Traditional Continuous Integration/Continuous Deployment (CI/CD) models rely on human developers as the central focus of active work and treat the pipeline as a secondary checkpoint. However, the rise of AI coding agents is fundamentally altering this dynamic by accelerating code generation, making the usual pipeline-based validations a source of delay and inefficiency.
When AI produces code in seconds, waiting until a pull request triggers tests, validations, and code reviews risks turning the pipeline into a bottleneck. This delay not only wastes time but also increases token consumption and leads to incomplete features or outdated engineering controls struggling to keep pace with rapid changes.

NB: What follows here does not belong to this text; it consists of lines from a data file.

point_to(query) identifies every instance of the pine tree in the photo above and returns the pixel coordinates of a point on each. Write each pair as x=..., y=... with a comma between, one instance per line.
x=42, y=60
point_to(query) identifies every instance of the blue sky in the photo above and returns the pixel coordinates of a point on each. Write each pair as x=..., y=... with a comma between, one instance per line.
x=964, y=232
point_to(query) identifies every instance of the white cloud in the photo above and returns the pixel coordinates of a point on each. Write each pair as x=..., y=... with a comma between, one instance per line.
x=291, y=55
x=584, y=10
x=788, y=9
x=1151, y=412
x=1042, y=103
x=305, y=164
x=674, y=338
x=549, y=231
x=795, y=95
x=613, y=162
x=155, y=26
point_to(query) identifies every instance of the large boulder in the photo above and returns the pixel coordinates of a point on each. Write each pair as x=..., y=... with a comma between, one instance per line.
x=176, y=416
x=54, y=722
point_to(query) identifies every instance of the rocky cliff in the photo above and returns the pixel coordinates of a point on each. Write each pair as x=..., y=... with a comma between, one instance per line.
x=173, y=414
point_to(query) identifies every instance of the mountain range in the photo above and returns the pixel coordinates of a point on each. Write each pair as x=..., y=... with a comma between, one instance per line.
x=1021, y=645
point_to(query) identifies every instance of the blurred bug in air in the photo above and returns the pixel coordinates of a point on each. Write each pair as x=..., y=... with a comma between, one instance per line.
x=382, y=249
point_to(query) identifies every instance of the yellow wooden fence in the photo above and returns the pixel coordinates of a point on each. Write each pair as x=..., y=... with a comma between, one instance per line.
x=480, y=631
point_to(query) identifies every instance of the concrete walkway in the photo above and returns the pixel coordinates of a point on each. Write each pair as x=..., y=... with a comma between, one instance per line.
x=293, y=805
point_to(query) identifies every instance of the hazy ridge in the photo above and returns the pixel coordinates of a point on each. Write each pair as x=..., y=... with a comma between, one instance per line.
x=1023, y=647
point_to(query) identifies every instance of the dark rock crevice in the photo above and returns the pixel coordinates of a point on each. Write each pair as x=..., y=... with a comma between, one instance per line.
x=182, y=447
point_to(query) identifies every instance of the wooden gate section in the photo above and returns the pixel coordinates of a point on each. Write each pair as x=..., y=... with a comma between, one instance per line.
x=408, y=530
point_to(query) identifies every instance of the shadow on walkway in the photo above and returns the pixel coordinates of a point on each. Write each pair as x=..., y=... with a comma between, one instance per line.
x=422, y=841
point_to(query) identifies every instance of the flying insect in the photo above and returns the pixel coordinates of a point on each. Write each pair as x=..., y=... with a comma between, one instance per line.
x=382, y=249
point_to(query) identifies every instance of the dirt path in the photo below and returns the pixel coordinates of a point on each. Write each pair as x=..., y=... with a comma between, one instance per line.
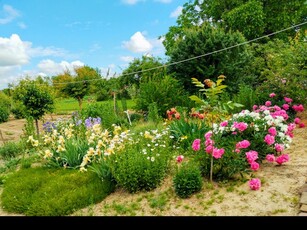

Rob Zuber, CTO of CircleCI, explained that quality controls must shift closer to where code is actively written—inside the developer’s inner loop or the AI agent’s workflow. By embedding validation, testing, deterministic checks, and agentic code review at the exact moment code is generated, teams can catch and fix issues faster, avoiding backlog and rework.
This shift demands technical refinements under the hood. The AI agents require trusted, deterministic guardrails and continuous observability into their behavior to ensure reliable automated reviews. Feature flags have grown significantly in importance, enabling safer, controlled rollouts of changes produced at near machine speed.
While traditional metrics like DORA (DevOps Research and Assessment) continue to provide useful benchmarks for deployment performance and developer productivity, Zuber highlights emerging measures focused on token usage and pipeline efficiency. These new metrics help organizations assess whether AI capabilities are truly boosting throughput or simply increasing costs.
The evolving balance of control surfaces is critical. As AI expands the volume of software creation, corresponding engineering controls around code quality, security, and release management must scale in parallel. If these safeguards fail to keep up, any benefits from accelerated coding risk being negated by lapses in stability or safety.